- Born: October 9, 1913 Portland, Indiana, U.S.
- Died: December 14, 2001 (aged 88) Los Angeles, California, U.S.
- Occupations: Radio and television producer
- Known for: You Bet Your Life People Are Funny House Party The Adventures of Ozzie and Harriet
- Spouse(s): Beth Pingree^{[citation needed]} Helen Parrish Valerie McDonald^{[citation needed]}
- Children: 2

= John Guedel =

American television producer

John Guedel (October 9, 1913 – December 14, 2001) was an American radio and television producer who co-created and produced Art Linkletter's and Groucho Marx's most important and successful broadcast properties, including You Bet Your Life, House Party and People Are Funny. He also created The Adventures of Ozzie and Harriet and is sometimes credited with the first singing radio commercial in 1937. He was a producer for The Charlotte Greenwood Show on radio.

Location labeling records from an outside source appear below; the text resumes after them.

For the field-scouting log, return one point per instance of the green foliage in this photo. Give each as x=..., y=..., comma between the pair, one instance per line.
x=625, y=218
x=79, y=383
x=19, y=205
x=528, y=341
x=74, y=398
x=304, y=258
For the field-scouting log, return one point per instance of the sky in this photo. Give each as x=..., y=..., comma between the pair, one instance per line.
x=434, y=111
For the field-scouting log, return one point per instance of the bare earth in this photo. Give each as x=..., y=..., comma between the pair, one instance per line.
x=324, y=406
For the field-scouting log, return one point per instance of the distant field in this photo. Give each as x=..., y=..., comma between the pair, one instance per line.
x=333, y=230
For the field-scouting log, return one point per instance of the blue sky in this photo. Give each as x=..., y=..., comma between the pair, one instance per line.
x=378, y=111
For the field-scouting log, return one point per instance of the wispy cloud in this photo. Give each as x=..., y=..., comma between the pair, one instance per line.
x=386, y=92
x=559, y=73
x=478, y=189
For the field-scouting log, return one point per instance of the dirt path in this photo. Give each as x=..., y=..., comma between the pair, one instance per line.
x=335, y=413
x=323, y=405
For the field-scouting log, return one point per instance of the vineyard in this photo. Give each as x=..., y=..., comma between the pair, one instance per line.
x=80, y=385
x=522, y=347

Earlier in his career, he wrote for Hal Roach Studios, including work on the Laurel and Hardy and Our Gang series. In the 1946 film People Are Funny, Guedel was portrayed by actor Phillip Reed.

One of his less successful creations was a daytime soap opera, For Better or Worse, for which he also served as executive producer. It preceded his House Party show during 1959–1960 but lasted only one season.

==Personal life==
In 1957–1959 he was married to actress Helen Parrish.